If you are suffering from achy feet after a day of hiking, then you can benefit from knowing how to break in hiking boots. The problem may not be the hiking itself but your boots. If you’re just back from a shopping spree, it’s important that you break in hiking boots at home before you take them out for a spin in the woods. Otherwise, you risk turning a potentially great day into a walk of pain.
- Wear the boots around the house first. Use them for short periods of time (30 minutes to an hour) and make sure you wear them with the same type of socks you would use on the trails. Lace the boots up tight, especially if you’re trying to break in hiking boots that are high over the shin.
- Pay attention to any corners or areas that are causing you pain or rubbing so hard that your skin is peeling. This can be especially pronounced on the top of your feet or your heels. While tightness is normal when trying to break in hiking boots, pain is not, and it might be reason enough to return the boots or exchange them for a bigger size.
- Walk outside once the boots feel comfortable enough that you can wear for a couple of hours without pain. Outdoor walking is important because you’re exposed to a variety of terrains, which is what you would encounter when hiking.
- Add a full backpack to your weight when trying to break in hiking boots.
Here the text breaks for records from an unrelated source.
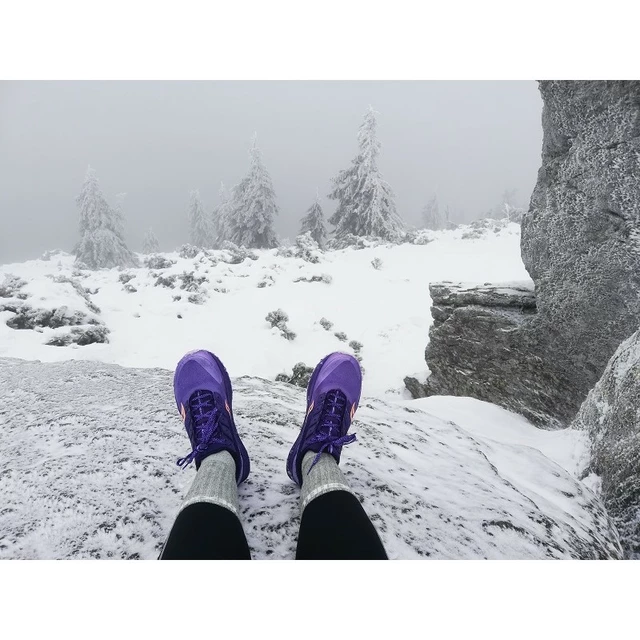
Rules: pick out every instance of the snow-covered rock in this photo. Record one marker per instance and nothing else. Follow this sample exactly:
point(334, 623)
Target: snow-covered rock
point(581, 247)
point(611, 416)
point(387, 310)
point(89, 471)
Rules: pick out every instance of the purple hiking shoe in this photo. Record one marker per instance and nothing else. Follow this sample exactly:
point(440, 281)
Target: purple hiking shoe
point(203, 394)
point(332, 399)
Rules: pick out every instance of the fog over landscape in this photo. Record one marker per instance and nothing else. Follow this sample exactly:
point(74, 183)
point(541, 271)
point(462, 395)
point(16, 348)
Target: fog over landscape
point(465, 142)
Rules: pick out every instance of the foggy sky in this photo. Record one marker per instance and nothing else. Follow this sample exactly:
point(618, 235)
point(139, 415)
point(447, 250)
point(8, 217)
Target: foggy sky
point(466, 142)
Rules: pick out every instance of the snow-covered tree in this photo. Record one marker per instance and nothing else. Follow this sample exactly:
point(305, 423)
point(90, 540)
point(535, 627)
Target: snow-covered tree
point(253, 206)
point(199, 223)
point(150, 242)
point(365, 201)
point(313, 223)
point(101, 229)
point(220, 223)
point(431, 216)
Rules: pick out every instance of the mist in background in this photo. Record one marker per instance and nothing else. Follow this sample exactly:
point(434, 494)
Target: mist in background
point(465, 142)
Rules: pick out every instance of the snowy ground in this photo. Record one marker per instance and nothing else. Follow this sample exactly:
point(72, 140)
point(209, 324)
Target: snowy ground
point(90, 448)
point(387, 310)
point(89, 471)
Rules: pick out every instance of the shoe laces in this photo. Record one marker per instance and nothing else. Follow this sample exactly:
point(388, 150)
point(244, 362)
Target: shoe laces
point(328, 432)
point(205, 416)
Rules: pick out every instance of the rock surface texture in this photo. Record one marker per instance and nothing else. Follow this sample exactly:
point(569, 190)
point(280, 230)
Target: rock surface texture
point(581, 245)
point(89, 471)
point(611, 414)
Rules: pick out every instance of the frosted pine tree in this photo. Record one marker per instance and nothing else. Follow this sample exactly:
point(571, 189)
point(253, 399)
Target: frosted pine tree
point(101, 228)
point(199, 224)
point(313, 223)
point(365, 201)
point(253, 207)
point(220, 230)
point(150, 242)
point(431, 216)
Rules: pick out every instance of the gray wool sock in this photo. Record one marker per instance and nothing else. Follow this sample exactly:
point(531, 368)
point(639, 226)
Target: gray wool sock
point(215, 482)
point(324, 477)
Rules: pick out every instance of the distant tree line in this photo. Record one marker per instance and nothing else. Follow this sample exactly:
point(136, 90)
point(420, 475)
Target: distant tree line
point(245, 215)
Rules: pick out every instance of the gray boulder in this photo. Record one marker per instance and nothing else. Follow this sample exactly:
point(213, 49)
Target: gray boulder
point(611, 415)
point(580, 244)
point(482, 345)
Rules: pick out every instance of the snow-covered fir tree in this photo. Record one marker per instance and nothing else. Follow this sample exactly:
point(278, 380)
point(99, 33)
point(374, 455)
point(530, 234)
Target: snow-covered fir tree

If you feel self-conscious about walking around the city streets on hiking gear, just do it around the house. Boots will feel different when you’re carrying a heavy load on your back, so experiment with the options.
- Buy a stretching device at a sport or outdoor shop if there’s a single corner or area that remains tight after you break in hiking boots. This will stretch the boots just enough to take of the problem area without affecting how they feel overall.